The Daily Globe - Serving Gogebic, Iron and Ontonagon Counties

Copper Peak gala attracts support

 

October 14, 2019

P.J. Glisson/Daily Globe

THE CROWD settles in to enjoy dinner at the "Copper Peak Goes Gold" 50th anniversary celebration on Saturday at Powderhorn Mountain Resort's Caribou Lodge in Bessemer. The event included a silent auction and live music with attendees who support plans to revitalize the ski-flying hill in Ironwood.

By P.J. GLISSON

news@yourdailyglobe.com

Bessemer - A 50th anniversary celebration of Ironwood's Copper Peak ski-flying hill was well-received on Saturday evening, with about 125 people enjoying the event at Powderhorn Mountain Resort's Caribou Lodge in Bessemer.

Dubbed as "Copper Peak Goes Gold," the semiformal event began with a social, a pop-up shop and a silent auction, for which items were artfully displayed in the lobby and illuminated by glittering gold snowflake lights.

Afterward, participants sat for dinner where a ribbon-wrapped copy of the book, "Soaring with the Eagles: The Copper Peak Story" was at each table setting.
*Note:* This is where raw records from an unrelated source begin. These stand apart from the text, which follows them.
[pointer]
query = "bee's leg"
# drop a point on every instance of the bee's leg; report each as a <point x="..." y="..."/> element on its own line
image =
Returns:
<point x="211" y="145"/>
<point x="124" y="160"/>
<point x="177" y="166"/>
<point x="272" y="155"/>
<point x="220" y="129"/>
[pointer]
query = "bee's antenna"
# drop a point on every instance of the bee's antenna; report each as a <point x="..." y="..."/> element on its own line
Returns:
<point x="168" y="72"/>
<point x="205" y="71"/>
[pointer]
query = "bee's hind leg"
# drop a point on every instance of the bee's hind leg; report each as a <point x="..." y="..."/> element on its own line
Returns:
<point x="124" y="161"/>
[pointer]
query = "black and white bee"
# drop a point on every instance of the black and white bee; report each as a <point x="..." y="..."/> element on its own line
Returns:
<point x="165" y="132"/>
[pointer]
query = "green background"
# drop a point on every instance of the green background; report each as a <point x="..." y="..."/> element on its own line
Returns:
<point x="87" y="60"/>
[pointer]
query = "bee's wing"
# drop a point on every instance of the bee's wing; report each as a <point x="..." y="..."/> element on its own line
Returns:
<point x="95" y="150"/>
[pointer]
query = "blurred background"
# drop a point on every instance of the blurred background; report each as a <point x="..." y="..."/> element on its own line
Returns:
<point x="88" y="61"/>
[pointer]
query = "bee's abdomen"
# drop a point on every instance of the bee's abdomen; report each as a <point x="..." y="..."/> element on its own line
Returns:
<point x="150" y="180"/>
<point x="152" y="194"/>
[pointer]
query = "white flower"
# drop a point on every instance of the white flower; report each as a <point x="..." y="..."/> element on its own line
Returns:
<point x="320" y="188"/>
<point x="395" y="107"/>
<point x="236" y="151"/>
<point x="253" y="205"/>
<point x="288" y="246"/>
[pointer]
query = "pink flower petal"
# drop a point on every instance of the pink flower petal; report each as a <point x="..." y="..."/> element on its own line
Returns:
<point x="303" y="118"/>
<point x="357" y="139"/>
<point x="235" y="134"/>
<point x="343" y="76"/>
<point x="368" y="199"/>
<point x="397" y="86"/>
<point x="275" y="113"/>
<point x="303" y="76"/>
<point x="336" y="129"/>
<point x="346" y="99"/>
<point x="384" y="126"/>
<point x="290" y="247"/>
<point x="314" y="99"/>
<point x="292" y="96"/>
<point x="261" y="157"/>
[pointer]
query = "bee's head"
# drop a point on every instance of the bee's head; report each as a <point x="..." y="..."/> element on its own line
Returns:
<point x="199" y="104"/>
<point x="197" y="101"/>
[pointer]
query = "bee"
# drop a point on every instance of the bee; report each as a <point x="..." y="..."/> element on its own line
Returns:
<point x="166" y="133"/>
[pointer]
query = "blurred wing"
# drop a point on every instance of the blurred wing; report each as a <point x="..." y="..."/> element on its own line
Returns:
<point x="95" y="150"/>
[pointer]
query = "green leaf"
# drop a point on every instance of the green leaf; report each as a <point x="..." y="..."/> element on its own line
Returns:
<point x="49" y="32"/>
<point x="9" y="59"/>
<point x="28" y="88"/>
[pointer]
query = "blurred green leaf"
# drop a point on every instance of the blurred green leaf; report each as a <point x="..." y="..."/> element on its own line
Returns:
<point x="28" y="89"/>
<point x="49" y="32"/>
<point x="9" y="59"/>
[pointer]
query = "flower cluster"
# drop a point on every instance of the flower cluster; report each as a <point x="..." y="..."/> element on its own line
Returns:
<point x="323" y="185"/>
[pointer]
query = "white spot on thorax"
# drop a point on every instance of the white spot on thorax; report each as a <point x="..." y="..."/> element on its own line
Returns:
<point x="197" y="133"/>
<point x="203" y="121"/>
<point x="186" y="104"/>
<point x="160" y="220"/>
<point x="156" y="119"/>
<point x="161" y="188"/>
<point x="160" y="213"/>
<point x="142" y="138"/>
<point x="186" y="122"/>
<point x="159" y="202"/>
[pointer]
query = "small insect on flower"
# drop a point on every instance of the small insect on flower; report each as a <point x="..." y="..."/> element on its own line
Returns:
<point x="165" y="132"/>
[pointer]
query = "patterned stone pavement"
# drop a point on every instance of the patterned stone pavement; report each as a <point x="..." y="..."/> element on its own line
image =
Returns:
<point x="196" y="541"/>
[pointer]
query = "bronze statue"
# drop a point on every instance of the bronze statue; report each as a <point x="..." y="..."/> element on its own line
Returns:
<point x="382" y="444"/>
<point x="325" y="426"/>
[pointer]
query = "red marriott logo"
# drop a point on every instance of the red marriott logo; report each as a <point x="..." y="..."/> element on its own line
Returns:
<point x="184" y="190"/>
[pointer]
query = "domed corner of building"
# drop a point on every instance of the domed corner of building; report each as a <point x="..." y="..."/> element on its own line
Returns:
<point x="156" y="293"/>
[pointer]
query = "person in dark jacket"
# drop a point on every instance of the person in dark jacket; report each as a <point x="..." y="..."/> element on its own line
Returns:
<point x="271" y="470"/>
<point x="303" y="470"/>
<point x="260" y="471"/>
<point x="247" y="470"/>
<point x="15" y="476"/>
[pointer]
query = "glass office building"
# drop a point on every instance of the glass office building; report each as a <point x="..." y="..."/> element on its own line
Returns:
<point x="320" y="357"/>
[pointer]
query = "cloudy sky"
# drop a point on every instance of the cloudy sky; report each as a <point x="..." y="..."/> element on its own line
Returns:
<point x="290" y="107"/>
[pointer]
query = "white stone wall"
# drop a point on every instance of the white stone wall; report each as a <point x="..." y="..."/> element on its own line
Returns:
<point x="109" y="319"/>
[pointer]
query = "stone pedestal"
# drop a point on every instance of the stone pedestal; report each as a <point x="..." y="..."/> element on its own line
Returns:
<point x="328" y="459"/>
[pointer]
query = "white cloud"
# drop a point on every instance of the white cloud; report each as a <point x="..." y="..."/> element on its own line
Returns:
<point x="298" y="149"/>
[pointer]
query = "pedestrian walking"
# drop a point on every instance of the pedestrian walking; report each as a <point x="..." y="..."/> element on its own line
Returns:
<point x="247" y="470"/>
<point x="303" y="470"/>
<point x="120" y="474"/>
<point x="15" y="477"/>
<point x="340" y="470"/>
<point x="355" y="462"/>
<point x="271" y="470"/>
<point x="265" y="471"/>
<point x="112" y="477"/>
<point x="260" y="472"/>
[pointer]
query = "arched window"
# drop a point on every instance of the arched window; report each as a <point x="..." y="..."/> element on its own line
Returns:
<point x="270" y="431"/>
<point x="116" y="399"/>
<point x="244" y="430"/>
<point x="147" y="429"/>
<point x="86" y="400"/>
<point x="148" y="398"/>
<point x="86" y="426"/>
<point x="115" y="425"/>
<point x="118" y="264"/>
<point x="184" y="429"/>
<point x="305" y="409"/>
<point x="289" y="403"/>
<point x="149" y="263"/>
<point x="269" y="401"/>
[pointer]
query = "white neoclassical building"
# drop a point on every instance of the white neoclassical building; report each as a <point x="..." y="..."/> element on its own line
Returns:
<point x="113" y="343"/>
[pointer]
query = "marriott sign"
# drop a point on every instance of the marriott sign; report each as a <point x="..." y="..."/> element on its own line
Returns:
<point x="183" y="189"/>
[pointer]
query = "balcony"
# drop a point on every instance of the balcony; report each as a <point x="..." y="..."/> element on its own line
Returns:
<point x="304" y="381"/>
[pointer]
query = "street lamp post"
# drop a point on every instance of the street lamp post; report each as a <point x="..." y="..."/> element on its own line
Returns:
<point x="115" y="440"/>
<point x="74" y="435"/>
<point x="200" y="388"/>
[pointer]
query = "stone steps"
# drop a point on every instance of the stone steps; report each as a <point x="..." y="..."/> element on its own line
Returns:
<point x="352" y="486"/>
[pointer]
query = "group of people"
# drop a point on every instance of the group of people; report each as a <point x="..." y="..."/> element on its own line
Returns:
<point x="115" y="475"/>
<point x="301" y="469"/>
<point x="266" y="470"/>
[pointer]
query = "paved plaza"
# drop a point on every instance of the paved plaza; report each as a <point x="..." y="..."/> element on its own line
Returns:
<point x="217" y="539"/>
The book's author, Charles Supersynski, of Wakefield, is president of the Copper Peak Board of Directors.

"We're just here to celebrate and have some fun," said Supersynski, who attended the event with his wife, Denese Daniels.

Supersynski has been involved with Copper Peak off-and-on since its first ski-flying event in 1970. He has been president of the Copper Peak board of directors since the late 1990s.

"I constructed a timing device for that first event," he said.

The expertise to create that device came from the Supersynski's 39-year career as a physics instructor at Gogebic Community College.

Supersynski said Copper Peak officials have spent more than $1 million in the past six or seven years toward the planned reconstruction of the Copper Peak facility. Raising funds toward the goal of applying a plastic surface on the jump has required a lot of work and time, but that will facilitate an exciting new dimension of summer skiing and training, he said.

"It's taking too long," said Jim Durkee, board vice president, "but we're forging forward, and we're still trying to get this off the ground. We haven't wavered in our goal."

Durkee estimates that getting the hill's jump to a summer-ready status could cost at least $15 million, followed by ongoing maintenance costs. Copper Peak officials expect that the majority of those funds will come from state-identified investors.

According to Durkee, the Copper Peak Adventure and Sports Complex received a letter of intent from the International Ski Jumping Federation last year, which issued a license to operate the jump as a summer surface through five competition seasons and beyond.

A related Copper Peak report states that the FIS directive will allow Copper Peak a Grand Prix Finale yearly, starting in 2021. This ski-jumping competition, which never has been held in the United States, is considered the upper tier of summer ski-jumping competition.

The FIS license would also include an annual Continental Cup competition, which is a winter event.

"The international part of it is going to be really, really big," said Judy Palmateer, who attended Saturday's event with her husband, Terry Kryshak, mayor pro tempore of the Bessemer City Council.

"We're big supporters of Copper Peak making it," said Kryshak, who was among attendees from many area towns. "This would be such a boost to the area."

Kryshak said ski jumping is "huge" in Europe, and he said fans and participants of the sport there would be expected to attend events here, thereby providing a significant boost to area tourism.

As the Copper Peak report noted, "Copper Peak will become a year-round destination for thousands of visitors, international athletes and travelers, creating a surging demand for hotels, restaurants, housing and new business to support this powerful economic engine."

Copper Peak featured the Red Bull 400 in spring 2018, with 500 participants climbing the steep incline and 5,000 spectators. The spring 2018 and 2019 events were the facility's first major ski-flying events since 1994.

Copper Peak won't officially be 50-years-old until 2020. Organizers decided to start the anniversary celebration now with the Saturday event.